# TIE: Optimization of LLM Inference Scheduling Based on Uncertainty-Aware Output Length Prediction

> TIE is an open-source project from an ICML 2026 paper. It optimizes LLM inference scheduling by predicting the uncertainty of output lengths, effectively reducing GPU idle waiting time and improving inference throughput.

- 板块: [Openclaw Llm](https://www.zingnex.cn/en/forum/board/openclaw-llm)
- 发布时间: 2026-05-26T10:14:01.000Z
- 最近活动: 2026-05-26T10:21:24.070Z
- 热度: 141.9
- 关键词: LLM推理, 调度优化, ICML, vLLM, 输出长度预测, 不确定性, GPU优化, 批处理
- 页面链接: https://www.zingnex.cn/en/forum/thread/tie-llm-3cd5c165
- Canonical: https://www.zingnex.cn/forum/thread/tie-llm-3cd5c165
- Markdown 来源: floors_fallback

---

## [Introduction] TIE: Uncertainty-Aware Output Length Prediction for Optimizing LLM Inference Scheduling

TIE is an open-source project from an ICML 2026 paper. Addressing the problem of GPU idling caused by output length variations in LLM batch inference, it proposes an uncertainty-aware output length prediction method to optimize inference scheduling, effectively reducing GPU idle waiting time and improving inference throughput. The project is implemented based on the vLLM framework, with the open-source address at https://github.com/Hyzheng-code/TIE.

## Problem Background: The Challenge of Resource Wastage in LLM Inference Batch Processing

In the batch processing scenario of LLM inference services, the output lengths of different requests vary significantly (from dozens to thousands of tokens). Traditional scheduling strategies assume similar output lengths or process requests sequentially, leading to short requests waiting for long ones to complete, GPU computing resources being idle, and user waiting times being prolonged.

## Core Idea and Technical Architecture of TIE

The core of TIE is uncertainty-aware output length prediction: it not only predicts the expected value of output length but also its uncertainty distribution (log-normal distribution). The technical architecture is based on the vLLM framework and includes four main components:
1. TIE Predictor (ua_predictor.py): Uses a DeBERTa encoder to predict the log mean and standard deviation of output length;
2. Score Calculator (ua_score_calculator.py): Computes scheduling scores based on predicted length and uncertainty, downweighting requests with high uncertainty;
3. Request Queue (request_queue.py): Prioritizes scheduling requests with deterministic predictions and efficient GPU utilization;
4. Scheduler (scheduler.py): Extends the core scheduling logic of vLLM v1 and integrates the above components.

## Implementation and Deployment Details

- Implementation: Written in Python, training code is in the train directory, and inference is integrated into the vllm/v1/core/sched directory; requires configuration of predictor checkpoints, pre-trained encoders, and the path to training data CSV (including three columns: prompt, logt_mu, logt_sigma).
- Deployment: Started via start-server.sh, specifying scheduling strategy, GPU devices, and model path; when using the ua strategy, reserve one GPU to run the predictor, and use the rest for tensor parallel inference to avoid prediction overhead affecting performance.

## Academic Contributions and Practical Significance

- Academic: TIE was accepted by ICML 2026, introducing a machine learning-driven prediction mechanism to promote the evolution of LLM inference systems toward intelligent scheduling.
- Practical: Output length prediction can be applied to scenarios such as dynamic batch size adjustment, KV cache pre-allocation, user waiting time estimation, and resource quota planning.
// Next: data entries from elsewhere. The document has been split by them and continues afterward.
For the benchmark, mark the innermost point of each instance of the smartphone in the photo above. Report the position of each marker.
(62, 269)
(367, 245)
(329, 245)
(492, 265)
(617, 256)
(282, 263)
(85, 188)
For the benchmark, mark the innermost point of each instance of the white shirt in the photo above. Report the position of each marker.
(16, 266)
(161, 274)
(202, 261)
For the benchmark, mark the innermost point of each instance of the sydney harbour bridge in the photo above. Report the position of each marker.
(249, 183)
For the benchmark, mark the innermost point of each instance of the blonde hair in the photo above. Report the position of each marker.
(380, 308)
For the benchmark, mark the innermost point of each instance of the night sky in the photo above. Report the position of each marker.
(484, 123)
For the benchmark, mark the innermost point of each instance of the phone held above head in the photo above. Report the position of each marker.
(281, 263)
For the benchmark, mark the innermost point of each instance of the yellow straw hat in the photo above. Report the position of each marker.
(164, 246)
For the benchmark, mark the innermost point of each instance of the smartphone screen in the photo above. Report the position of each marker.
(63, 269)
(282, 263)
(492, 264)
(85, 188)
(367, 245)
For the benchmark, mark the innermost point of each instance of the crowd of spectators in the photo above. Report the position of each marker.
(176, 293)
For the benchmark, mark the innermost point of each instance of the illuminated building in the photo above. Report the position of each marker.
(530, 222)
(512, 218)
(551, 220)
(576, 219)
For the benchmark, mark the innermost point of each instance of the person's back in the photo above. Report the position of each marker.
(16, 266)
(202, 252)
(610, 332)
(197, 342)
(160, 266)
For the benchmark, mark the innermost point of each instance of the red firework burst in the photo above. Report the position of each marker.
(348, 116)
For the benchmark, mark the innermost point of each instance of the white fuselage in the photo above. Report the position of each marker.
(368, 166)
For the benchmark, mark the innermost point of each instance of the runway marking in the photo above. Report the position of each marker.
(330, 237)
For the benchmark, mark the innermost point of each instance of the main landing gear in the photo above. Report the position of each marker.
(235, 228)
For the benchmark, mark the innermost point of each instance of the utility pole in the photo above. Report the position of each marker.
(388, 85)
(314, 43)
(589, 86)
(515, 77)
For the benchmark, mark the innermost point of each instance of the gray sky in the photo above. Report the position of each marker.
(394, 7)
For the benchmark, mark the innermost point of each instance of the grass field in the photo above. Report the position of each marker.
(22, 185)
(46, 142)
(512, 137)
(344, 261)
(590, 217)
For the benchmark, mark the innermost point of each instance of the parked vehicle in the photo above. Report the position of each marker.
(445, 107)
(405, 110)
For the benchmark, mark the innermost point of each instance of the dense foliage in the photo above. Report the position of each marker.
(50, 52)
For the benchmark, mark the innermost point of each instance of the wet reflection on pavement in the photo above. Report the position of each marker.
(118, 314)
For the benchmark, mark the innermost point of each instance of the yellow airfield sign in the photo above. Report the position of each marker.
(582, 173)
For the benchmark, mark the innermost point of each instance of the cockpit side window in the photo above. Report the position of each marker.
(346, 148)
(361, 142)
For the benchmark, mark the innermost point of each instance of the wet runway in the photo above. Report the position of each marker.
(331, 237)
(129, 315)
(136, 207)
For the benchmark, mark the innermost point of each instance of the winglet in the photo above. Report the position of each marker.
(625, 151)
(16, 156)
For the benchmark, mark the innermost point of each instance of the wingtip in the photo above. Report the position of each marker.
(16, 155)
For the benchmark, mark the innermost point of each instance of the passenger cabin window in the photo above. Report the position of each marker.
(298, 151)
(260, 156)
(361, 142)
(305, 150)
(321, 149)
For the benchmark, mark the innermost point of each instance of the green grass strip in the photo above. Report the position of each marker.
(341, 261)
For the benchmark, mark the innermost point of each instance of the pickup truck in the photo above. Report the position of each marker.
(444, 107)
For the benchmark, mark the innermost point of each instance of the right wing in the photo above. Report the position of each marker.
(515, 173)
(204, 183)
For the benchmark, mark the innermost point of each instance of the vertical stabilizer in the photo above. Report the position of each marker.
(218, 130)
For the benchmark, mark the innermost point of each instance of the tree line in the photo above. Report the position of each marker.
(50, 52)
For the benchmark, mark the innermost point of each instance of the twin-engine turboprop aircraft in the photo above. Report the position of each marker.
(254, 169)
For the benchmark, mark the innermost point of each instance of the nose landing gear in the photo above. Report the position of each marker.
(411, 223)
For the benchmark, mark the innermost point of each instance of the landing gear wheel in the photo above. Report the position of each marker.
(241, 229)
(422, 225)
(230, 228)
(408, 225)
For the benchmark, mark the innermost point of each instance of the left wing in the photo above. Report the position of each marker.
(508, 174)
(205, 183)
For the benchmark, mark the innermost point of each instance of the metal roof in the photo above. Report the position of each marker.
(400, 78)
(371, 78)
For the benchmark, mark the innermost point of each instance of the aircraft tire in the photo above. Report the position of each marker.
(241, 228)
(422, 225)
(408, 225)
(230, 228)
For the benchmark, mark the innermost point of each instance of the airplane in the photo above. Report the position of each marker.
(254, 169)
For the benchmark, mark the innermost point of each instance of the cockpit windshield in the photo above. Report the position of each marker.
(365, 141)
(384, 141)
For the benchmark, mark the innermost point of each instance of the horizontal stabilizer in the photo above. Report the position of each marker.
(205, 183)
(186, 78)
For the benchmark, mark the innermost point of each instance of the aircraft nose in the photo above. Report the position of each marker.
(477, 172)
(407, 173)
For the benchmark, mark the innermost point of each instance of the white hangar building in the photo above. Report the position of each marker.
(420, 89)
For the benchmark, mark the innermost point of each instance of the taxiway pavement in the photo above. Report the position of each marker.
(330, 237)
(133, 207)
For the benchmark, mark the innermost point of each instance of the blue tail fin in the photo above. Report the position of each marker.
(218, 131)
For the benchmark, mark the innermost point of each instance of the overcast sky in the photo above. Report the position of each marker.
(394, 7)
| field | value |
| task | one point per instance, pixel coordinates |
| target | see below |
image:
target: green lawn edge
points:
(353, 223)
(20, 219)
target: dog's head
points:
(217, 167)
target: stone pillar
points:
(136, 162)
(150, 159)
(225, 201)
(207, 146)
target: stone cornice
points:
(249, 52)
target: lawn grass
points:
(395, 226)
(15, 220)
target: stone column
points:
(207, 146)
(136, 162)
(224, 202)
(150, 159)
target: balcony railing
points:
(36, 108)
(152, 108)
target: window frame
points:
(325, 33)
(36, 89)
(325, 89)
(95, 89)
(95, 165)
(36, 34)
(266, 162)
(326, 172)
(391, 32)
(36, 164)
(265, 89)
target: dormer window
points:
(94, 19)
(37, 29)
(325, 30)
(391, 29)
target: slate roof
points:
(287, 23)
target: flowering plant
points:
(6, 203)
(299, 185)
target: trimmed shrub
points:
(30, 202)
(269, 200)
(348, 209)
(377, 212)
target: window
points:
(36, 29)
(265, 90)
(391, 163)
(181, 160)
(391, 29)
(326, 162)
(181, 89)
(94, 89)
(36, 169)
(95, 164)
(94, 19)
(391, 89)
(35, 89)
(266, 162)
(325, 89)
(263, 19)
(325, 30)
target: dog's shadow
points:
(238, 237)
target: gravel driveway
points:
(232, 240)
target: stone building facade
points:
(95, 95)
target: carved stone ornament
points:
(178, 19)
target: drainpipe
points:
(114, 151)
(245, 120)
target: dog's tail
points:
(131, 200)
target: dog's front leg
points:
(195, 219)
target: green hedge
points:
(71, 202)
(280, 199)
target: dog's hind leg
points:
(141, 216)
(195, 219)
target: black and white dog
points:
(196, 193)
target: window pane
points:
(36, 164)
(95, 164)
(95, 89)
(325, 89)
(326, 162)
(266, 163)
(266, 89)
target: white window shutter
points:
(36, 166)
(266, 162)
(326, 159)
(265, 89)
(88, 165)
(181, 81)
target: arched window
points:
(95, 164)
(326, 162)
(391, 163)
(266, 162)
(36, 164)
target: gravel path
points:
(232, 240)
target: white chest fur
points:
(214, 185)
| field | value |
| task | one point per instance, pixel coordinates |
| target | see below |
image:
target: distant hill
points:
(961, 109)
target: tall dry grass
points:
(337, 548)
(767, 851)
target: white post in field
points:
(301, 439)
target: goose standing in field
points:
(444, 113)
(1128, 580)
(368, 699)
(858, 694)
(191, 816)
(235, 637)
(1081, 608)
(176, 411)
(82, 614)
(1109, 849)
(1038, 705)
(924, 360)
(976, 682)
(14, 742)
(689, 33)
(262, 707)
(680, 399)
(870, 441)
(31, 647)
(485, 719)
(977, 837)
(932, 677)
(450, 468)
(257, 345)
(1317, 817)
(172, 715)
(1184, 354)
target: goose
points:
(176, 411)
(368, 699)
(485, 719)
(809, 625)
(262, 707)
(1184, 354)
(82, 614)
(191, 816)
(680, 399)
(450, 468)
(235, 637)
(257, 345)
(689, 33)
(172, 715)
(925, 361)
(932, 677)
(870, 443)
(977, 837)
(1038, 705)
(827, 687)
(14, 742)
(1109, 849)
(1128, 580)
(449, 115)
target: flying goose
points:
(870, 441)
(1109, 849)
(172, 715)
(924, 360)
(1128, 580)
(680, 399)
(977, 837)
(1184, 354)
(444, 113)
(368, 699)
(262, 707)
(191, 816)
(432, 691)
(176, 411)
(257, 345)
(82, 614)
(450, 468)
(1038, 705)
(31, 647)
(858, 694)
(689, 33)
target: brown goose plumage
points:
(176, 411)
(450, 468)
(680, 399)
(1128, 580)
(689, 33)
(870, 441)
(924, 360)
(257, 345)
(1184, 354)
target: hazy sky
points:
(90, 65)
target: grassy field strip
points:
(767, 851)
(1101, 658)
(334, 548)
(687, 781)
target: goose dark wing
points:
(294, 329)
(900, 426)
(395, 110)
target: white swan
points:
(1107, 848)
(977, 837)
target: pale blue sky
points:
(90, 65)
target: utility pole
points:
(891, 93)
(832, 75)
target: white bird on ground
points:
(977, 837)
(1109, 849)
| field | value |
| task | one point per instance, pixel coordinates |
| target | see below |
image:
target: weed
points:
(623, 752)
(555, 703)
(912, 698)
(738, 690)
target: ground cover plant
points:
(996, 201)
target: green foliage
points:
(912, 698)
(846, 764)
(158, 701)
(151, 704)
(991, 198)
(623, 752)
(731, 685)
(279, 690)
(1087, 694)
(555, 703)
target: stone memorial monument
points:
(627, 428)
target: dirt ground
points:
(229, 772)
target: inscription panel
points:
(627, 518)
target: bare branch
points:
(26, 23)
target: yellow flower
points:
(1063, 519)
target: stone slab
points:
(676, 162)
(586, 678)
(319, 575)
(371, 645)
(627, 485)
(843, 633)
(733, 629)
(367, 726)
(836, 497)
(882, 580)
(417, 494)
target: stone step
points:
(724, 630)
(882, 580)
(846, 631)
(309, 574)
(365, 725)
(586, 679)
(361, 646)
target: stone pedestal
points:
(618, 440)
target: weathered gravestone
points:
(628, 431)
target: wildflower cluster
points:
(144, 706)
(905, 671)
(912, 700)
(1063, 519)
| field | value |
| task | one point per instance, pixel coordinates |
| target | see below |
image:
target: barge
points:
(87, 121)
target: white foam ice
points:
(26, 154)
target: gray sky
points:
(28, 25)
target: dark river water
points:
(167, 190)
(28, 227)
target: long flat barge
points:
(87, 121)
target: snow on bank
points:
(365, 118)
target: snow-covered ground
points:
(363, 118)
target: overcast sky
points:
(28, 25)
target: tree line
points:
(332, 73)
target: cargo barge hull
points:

## Usage Recommendations and Summary

- Usage Recommendations: Suitable for deployment by teams with sufficient historical request data; need to evaluate the additional computational overhead of the predictor to ensure that benefits outweigh costs.
- Summary: TIE introduces uncertainty quantification into LLM inference scheduling to solve resource wastage caused by output length variations, and it is easy to integrate based on the vLLM framework; as LLM applications expand, research on optimizing such system bottlenecks will become more important.